When Scherzer started the year by racking up an unblemished record nearly matching Roger Clemens' in 1986, his case was pretty strong. When he reached 19-1, his case was assumed. When he pitched seven innings of shutout ball in a 1-0 game to help the Tigers' clinch the AL Central title, his case was complete.
That might lead one to think it's all about the wins and BBWAA members are easily distracted by shiny objects. That may or may not be true. But what we can say is that deserving players without the win total can overcome players aided by the fortune of playing on good teams. In the past few years, we've kind of moved into the "post-win" era. Felix Hernandez was 13-12 in 2010 when he won -- CC Sabathia went 21-7 with a 3.18 ERA that season. Zack Greinke a year before was 16-8 and handily beat out players with more wins.

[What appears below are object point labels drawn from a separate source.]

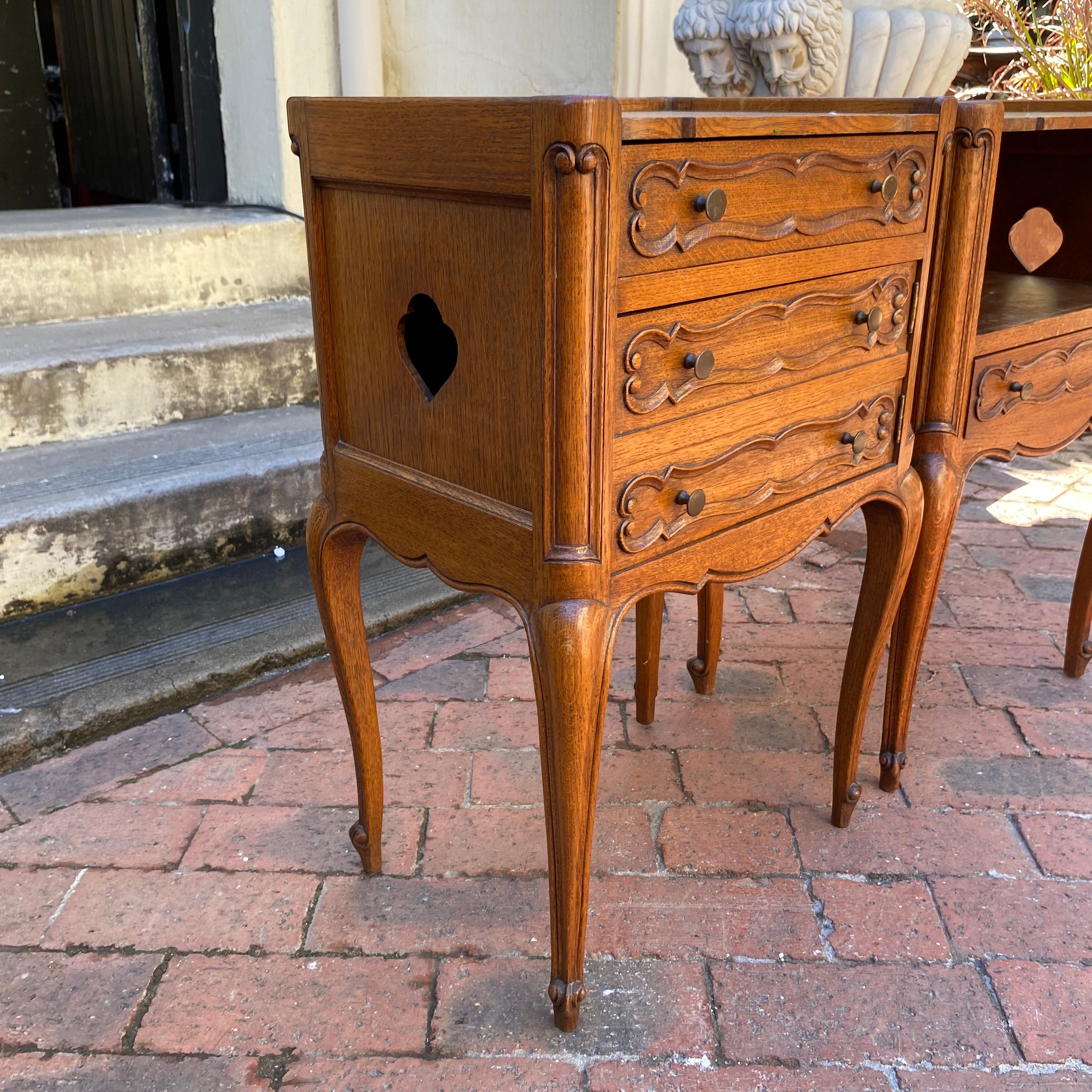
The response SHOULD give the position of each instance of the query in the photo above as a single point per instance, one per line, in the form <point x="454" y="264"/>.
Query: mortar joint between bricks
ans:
<point x="129" y="1039"/>
<point x="433" y="1001"/>
<point x="714" y="1010"/>
<point x="825" y="925"/>
<point x="419" y="864"/>
<point x="1019" y="835"/>
<point x="309" y="916"/>
<point x="1007" y="711"/>
<point x="655" y="813"/>
<point x="980" y="966"/>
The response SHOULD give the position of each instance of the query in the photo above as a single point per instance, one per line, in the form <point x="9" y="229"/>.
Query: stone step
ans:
<point x="94" y="377"/>
<point x="84" y="518"/>
<point x="83" y="672"/>
<point x="58" y="265"/>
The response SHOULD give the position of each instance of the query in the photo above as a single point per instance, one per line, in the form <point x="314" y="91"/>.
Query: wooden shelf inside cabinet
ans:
<point x="578" y="359"/>
<point x="1018" y="308"/>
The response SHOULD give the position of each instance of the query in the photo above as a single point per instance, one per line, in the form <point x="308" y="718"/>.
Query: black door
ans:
<point x="141" y="90"/>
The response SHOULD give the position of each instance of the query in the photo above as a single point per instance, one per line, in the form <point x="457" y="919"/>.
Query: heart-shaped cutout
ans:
<point x="1035" y="238"/>
<point x="429" y="348"/>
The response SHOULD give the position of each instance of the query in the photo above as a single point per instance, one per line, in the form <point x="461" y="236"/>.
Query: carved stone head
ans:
<point x="703" y="33"/>
<point x="797" y="44"/>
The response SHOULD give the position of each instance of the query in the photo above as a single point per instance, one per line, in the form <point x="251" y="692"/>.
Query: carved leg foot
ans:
<point x="333" y="552"/>
<point x="943" y="486"/>
<point x="571" y="650"/>
<point x="1078" y="647"/>
<point x="702" y="668"/>
<point x="650" y="622"/>
<point x="893" y="536"/>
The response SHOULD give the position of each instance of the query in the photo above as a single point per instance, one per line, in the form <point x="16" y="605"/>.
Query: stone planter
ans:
<point x="852" y="48"/>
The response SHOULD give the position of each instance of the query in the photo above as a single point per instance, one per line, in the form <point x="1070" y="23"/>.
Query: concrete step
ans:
<point x="94" y="377"/>
<point x="58" y="265"/>
<point x="83" y="672"/>
<point x="86" y="518"/>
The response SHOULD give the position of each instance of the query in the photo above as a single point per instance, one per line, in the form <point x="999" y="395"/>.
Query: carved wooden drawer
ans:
<point x="715" y="201"/>
<point x="1037" y="397"/>
<point x="683" y="481"/>
<point x="675" y="362"/>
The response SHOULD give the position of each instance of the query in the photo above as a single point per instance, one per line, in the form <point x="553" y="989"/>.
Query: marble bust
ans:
<point x="862" y="48"/>
<point x="719" y="65"/>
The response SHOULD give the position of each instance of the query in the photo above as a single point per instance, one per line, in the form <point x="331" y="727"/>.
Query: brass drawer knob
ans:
<point x="702" y="363"/>
<point x="715" y="205"/>
<point x="858" y="443"/>
<point x="695" y="502"/>
<point x="887" y="188"/>
<point x="874" y="318"/>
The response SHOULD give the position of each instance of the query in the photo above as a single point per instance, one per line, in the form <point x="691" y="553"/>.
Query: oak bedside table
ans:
<point x="577" y="353"/>
<point x="1008" y="359"/>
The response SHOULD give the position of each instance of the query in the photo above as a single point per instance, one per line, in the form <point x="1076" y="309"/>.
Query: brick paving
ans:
<point x="181" y="908"/>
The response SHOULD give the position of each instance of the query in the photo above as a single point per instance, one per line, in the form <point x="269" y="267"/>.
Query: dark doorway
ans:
<point x="136" y="90"/>
<point x="28" y="160"/>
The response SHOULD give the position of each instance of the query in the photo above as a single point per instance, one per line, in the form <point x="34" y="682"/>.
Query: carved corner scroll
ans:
<point x="1041" y="380"/>
<point x="909" y="166"/>
<point x="576" y="196"/>
<point x="652" y="506"/>
<point x="654" y="361"/>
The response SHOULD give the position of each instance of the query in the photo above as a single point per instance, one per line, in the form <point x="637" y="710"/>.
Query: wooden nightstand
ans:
<point x="1008" y="359"/>
<point x="580" y="352"/>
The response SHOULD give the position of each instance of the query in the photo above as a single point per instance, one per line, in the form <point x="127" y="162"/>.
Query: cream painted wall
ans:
<point x="650" y="65"/>
<point x="269" y="51"/>
<point x="499" y="47"/>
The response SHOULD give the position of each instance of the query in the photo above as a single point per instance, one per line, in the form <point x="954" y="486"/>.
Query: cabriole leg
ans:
<point x="650" y="622"/>
<point x="333" y="552"/>
<point x="1078" y="647"/>
<point x="571" y="650"/>
<point x="893" y="536"/>
<point x="702" y="668"/>
<point x="943" y="486"/>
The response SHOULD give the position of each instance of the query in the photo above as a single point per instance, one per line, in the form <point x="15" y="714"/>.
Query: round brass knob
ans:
<point x="887" y="188"/>
<point x="715" y="205"/>
<point x="695" y="502"/>
<point x="874" y="318"/>
<point x="702" y="363"/>
<point x="858" y="443"/>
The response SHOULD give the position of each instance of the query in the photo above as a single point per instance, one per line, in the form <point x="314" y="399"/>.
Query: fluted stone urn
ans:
<point x="852" y="48"/>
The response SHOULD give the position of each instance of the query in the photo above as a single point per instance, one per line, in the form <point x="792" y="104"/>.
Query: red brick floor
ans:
<point x="181" y="908"/>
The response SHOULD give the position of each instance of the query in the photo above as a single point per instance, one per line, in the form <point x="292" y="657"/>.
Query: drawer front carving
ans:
<point x="755" y="474"/>
<point x="1035" y="397"/>
<point x="744" y="198"/>
<point x="682" y="360"/>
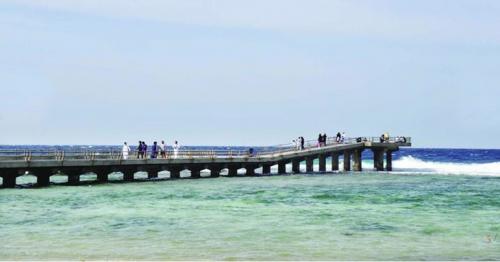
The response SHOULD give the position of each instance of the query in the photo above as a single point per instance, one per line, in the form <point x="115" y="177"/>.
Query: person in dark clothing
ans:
<point x="144" y="150"/>
<point x="139" y="150"/>
<point x="339" y="136"/>
<point x="154" y="150"/>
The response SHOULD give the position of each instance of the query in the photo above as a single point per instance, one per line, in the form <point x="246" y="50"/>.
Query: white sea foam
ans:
<point x="412" y="164"/>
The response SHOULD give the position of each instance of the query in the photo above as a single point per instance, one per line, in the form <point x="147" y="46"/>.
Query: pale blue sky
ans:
<point x="249" y="72"/>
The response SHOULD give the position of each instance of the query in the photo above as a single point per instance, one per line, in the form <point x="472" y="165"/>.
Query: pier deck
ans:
<point x="73" y="164"/>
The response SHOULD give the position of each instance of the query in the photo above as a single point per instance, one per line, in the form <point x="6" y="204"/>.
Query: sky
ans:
<point x="225" y="72"/>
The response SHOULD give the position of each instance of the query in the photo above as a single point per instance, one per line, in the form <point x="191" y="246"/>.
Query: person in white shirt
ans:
<point x="163" y="149"/>
<point x="125" y="151"/>
<point x="176" y="147"/>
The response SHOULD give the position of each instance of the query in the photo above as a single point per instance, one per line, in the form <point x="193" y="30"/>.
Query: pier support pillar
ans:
<point x="296" y="166"/>
<point x="195" y="173"/>
<point x="347" y="160"/>
<point x="214" y="172"/>
<point x="388" y="159"/>
<point x="335" y="161"/>
<point x="250" y="170"/>
<point x="378" y="159"/>
<point x="232" y="171"/>
<point x="322" y="163"/>
<point x="102" y="177"/>
<point x="128" y="175"/>
<point x="152" y="173"/>
<point x="266" y="169"/>
<point x="357" y="165"/>
<point x="309" y="165"/>
<point x="175" y="173"/>
<point x="42" y="180"/>
<point x="281" y="168"/>
<point x="9" y="181"/>
<point x="74" y="179"/>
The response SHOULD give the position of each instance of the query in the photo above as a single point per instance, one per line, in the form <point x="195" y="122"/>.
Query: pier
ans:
<point x="43" y="165"/>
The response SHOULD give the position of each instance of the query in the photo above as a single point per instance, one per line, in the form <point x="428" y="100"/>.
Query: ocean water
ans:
<point x="438" y="204"/>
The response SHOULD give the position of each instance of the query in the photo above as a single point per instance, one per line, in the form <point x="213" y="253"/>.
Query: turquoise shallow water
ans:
<point x="305" y="217"/>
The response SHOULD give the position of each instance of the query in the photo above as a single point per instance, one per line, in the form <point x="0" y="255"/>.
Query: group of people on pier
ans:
<point x="299" y="143"/>
<point x="156" y="151"/>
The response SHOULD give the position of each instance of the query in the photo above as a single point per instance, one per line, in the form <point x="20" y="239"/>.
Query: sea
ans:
<point x="437" y="204"/>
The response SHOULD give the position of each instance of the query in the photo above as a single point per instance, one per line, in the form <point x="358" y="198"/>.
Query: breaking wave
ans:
<point x="412" y="164"/>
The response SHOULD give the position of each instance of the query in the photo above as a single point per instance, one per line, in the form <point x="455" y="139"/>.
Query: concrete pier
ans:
<point x="357" y="160"/>
<point x="347" y="160"/>
<point x="296" y="166"/>
<point x="378" y="159"/>
<point x="281" y="168"/>
<point x="266" y="169"/>
<point x="74" y="165"/>
<point x="322" y="163"/>
<point x="335" y="161"/>
<point x="309" y="164"/>
<point x="388" y="161"/>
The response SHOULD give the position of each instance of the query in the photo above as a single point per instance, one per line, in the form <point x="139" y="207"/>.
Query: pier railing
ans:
<point x="184" y="153"/>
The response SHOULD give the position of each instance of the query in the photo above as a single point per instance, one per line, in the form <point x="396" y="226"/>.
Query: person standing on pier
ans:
<point x="176" y="148"/>
<point x="139" y="150"/>
<point x="125" y="151"/>
<point x="154" y="150"/>
<point x="144" y="150"/>
<point x="163" y="149"/>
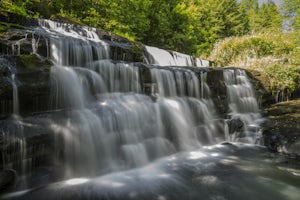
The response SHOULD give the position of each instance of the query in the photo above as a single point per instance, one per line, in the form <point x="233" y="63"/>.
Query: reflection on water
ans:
<point x="231" y="171"/>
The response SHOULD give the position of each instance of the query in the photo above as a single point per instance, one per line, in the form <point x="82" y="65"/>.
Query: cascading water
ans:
<point x="242" y="103"/>
<point x="13" y="135"/>
<point x="143" y="144"/>
<point x="162" y="57"/>
<point x="95" y="89"/>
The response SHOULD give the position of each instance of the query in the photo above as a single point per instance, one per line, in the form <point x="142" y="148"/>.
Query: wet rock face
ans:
<point x="32" y="78"/>
<point x="284" y="129"/>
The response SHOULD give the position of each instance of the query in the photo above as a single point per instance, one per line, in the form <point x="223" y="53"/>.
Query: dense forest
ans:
<point x="241" y="33"/>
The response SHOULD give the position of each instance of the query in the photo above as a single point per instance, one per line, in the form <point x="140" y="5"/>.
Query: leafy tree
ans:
<point x="291" y="10"/>
<point x="269" y="16"/>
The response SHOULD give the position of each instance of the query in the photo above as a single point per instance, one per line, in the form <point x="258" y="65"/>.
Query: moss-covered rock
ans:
<point x="284" y="125"/>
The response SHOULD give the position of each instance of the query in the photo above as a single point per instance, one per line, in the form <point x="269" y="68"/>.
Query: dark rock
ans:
<point x="7" y="180"/>
<point x="235" y="125"/>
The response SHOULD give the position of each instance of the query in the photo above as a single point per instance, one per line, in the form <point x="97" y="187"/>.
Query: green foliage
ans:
<point x="283" y="77"/>
<point x="276" y="55"/>
<point x="191" y="27"/>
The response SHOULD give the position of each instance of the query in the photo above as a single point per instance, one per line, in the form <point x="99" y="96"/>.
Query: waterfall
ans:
<point x="103" y="115"/>
<point x="242" y="103"/>
<point x="162" y="57"/>
<point x="14" y="155"/>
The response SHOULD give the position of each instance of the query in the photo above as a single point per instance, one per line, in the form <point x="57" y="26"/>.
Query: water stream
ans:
<point x="114" y="141"/>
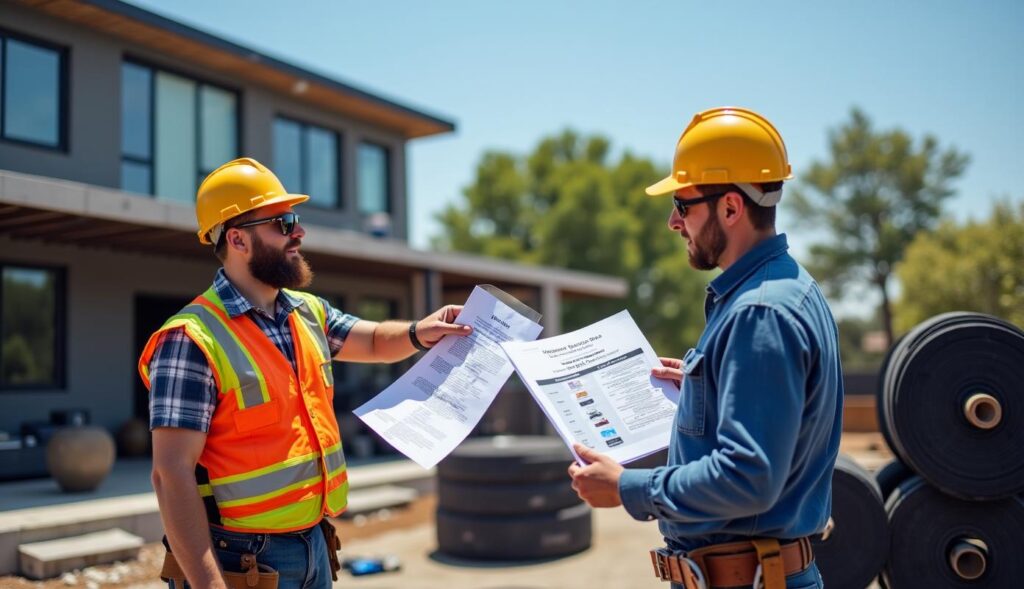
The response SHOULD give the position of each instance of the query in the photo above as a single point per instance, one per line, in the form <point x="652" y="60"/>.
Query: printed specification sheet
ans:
<point x="596" y="387"/>
<point x="433" y="407"/>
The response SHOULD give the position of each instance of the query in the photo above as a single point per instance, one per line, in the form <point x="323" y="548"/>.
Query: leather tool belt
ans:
<point x="255" y="577"/>
<point x="757" y="561"/>
<point x="333" y="546"/>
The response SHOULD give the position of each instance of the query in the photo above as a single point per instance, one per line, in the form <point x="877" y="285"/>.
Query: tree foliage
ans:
<point x="875" y="193"/>
<point x="975" y="266"/>
<point x="568" y="205"/>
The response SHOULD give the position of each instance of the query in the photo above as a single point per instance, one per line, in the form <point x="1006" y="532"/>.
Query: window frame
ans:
<point x="200" y="82"/>
<point x="388" y="187"/>
<point x="304" y="125"/>
<point x="59" y="382"/>
<point x="64" y="112"/>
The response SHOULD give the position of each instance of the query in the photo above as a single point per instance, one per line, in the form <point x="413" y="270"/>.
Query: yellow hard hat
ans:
<point x="236" y="187"/>
<point x="727" y="145"/>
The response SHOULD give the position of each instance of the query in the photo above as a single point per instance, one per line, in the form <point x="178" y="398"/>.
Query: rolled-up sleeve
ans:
<point x="338" y="326"/>
<point x="760" y="373"/>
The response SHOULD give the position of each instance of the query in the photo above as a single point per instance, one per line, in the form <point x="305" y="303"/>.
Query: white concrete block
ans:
<point x="45" y="559"/>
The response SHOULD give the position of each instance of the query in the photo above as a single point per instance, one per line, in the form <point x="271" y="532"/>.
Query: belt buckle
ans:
<point x="662" y="558"/>
<point x="659" y="557"/>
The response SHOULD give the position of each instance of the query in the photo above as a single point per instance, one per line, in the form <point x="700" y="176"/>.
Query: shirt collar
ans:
<point x="745" y="265"/>
<point x="237" y="304"/>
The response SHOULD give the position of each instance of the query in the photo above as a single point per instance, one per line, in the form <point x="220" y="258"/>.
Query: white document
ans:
<point x="596" y="387"/>
<point x="434" y="406"/>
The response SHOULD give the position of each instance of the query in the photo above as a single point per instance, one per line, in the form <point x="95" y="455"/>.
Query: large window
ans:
<point x="31" y="328"/>
<point x="374" y="186"/>
<point x="174" y="131"/>
<point x="32" y="92"/>
<point x="305" y="159"/>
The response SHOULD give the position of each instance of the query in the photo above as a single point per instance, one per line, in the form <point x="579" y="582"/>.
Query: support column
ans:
<point x="418" y="292"/>
<point x="426" y="291"/>
<point x="551" y="308"/>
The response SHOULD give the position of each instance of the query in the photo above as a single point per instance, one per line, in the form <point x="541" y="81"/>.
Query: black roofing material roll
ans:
<point x="941" y="541"/>
<point x="880" y="392"/>
<point x="952" y="405"/>
<point x="853" y="549"/>
<point x="520" y="538"/>
<point x="890" y="476"/>
<point x="506" y="499"/>
<point x="507" y="459"/>
<point x="509" y="498"/>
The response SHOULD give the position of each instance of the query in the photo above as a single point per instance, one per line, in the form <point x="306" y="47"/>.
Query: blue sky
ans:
<point x="509" y="73"/>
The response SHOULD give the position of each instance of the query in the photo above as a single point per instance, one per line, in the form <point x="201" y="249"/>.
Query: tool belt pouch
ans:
<point x="255" y="576"/>
<point x="761" y="560"/>
<point x="333" y="546"/>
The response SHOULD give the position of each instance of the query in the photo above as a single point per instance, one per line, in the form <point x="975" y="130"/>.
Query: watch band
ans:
<point x="416" y="341"/>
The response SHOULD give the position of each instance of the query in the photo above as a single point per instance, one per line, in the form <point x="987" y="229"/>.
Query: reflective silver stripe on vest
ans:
<point x="249" y="382"/>
<point x="335" y="460"/>
<point x="268" y="482"/>
<point x="315" y="329"/>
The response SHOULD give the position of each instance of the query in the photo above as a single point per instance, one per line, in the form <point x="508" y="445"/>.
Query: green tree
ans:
<point x="568" y="205"/>
<point x="973" y="266"/>
<point x="875" y="193"/>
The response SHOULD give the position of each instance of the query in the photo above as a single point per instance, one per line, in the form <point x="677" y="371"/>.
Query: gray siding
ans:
<point x="94" y="120"/>
<point x="100" y="289"/>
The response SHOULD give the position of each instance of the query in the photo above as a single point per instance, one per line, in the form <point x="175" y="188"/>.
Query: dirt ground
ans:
<point x="143" y="572"/>
<point x="363" y="532"/>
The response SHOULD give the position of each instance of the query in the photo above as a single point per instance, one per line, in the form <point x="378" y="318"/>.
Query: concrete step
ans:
<point x="138" y="512"/>
<point x="371" y="499"/>
<point x="45" y="559"/>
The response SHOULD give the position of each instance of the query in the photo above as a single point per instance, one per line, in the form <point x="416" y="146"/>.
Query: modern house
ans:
<point x="110" y="117"/>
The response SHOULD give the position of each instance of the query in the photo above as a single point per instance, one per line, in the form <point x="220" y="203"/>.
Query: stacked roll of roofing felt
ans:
<point x="948" y="511"/>
<point x="951" y="408"/>
<point x="508" y="498"/>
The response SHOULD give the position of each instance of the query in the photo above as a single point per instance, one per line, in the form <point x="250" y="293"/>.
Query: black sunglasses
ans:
<point x="288" y="222"/>
<point x="682" y="205"/>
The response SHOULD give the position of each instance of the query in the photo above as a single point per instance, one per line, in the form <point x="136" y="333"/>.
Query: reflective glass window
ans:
<point x="288" y="154"/>
<point x="32" y="92"/>
<point x="175" y="137"/>
<point x="30" y="325"/>
<point x="136" y="118"/>
<point x="217" y="127"/>
<point x="322" y="166"/>
<point x="373" y="178"/>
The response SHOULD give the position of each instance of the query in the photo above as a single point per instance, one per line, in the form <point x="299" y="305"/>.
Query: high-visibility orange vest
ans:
<point x="273" y="451"/>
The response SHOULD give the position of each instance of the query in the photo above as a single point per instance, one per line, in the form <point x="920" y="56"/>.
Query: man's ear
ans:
<point x="237" y="240"/>
<point x="732" y="208"/>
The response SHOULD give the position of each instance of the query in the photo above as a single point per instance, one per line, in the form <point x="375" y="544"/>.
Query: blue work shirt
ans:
<point x="759" y="421"/>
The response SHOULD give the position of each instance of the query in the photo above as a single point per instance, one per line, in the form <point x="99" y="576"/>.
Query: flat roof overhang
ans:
<point x="74" y="213"/>
<point x="176" y="40"/>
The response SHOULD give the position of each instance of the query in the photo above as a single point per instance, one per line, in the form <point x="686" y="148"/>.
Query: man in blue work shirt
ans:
<point x="757" y="432"/>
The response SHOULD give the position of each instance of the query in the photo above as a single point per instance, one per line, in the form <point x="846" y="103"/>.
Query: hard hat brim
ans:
<point x="288" y="199"/>
<point x="666" y="185"/>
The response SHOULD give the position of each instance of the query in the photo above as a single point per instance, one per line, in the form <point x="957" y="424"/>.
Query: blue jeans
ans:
<point x="808" y="579"/>
<point x="300" y="557"/>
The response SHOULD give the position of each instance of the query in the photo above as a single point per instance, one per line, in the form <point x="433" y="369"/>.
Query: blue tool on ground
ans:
<point x="358" y="565"/>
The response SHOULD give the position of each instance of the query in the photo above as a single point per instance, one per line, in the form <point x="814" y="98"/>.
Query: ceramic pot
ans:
<point x="79" y="458"/>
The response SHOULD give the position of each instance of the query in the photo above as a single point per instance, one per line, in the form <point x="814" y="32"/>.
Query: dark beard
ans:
<point x="709" y="244"/>
<point x="272" y="267"/>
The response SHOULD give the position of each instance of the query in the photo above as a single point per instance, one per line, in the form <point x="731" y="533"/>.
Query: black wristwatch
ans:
<point x="414" y="339"/>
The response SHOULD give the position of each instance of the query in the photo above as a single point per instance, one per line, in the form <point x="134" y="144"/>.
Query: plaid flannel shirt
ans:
<point x="183" y="391"/>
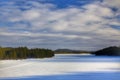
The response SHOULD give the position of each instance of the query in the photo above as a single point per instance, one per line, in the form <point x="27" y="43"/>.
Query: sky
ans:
<point x="53" y="24"/>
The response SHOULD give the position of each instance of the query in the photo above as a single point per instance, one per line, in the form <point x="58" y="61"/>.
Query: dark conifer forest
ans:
<point x="24" y="53"/>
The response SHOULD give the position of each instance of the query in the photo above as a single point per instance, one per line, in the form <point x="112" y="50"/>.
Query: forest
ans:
<point x="24" y="53"/>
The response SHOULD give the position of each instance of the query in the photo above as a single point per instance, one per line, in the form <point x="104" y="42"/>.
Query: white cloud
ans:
<point x="114" y="3"/>
<point x="86" y="26"/>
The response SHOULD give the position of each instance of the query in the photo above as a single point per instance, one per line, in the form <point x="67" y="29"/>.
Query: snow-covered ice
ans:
<point x="59" y="65"/>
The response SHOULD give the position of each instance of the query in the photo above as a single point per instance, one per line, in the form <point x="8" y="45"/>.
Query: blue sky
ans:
<point x="53" y="24"/>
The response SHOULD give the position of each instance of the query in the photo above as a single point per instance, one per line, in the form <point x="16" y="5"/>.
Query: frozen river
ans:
<point x="62" y="67"/>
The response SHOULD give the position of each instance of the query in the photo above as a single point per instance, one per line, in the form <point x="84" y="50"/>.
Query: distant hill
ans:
<point x="70" y="51"/>
<point x="109" y="51"/>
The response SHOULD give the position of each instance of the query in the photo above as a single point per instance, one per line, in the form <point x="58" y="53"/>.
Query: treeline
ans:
<point x="24" y="53"/>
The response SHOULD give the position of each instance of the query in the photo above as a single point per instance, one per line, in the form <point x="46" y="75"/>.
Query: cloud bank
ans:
<point x="34" y="24"/>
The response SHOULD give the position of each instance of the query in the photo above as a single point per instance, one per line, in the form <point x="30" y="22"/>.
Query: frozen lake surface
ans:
<point x="62" y="67"/>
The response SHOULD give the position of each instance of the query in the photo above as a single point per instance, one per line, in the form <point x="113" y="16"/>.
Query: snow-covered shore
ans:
<point x="36" y="67"/>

So, it's not just about the win, though they help. Voters have shown they can see the bigger picture. You'll have a hard time finding an example of voters handing the AL Cy Young to the wrong guy -- although last season still stinks of a mistake, Price was at least deserving.
And it's not just about run support either. Sure, it helps a pitcher with that win total -- helps him avoid losses, too. But you can't argue run support is masking a shaky argument for Cy Young here.
2.90 ERA (2.74 FIP)
214 innings (6.7 IP per start)
4.29 strikeout-to-walk ratio
79 percent of starts were quality starts
Scherzer's either at the top or in the top handful of every one of them. In a few cases, his teammate, Anibal Sanchez, is actually ahead. Chris Sale and Yu Darvish do well in a category or two themselves.
In 20 starts, Scherzer has allowed two runs or fewer. Sale's total there is 14. Darvish's total is 16. Colon and Sanchez, 19.
Scherzer and Sanchez, by the way, typically had an infield of Miguel Cabrera, Prince Fielder and Jhonny Peralta around them. So it's not like they're getting a lot of help there -- those are players whose gloves are often the subject of snarky jokes.
Scherzer's claim is a good one. He was consistent all year and has plenty of shiny objects worthy of distraction beyond the record. You can make an argument for Sale or Darvish if you like, but there's a lot of ground to make up to surpass Scherzer.
If the award wasn't his before his start Wednesday, it's definitely his now.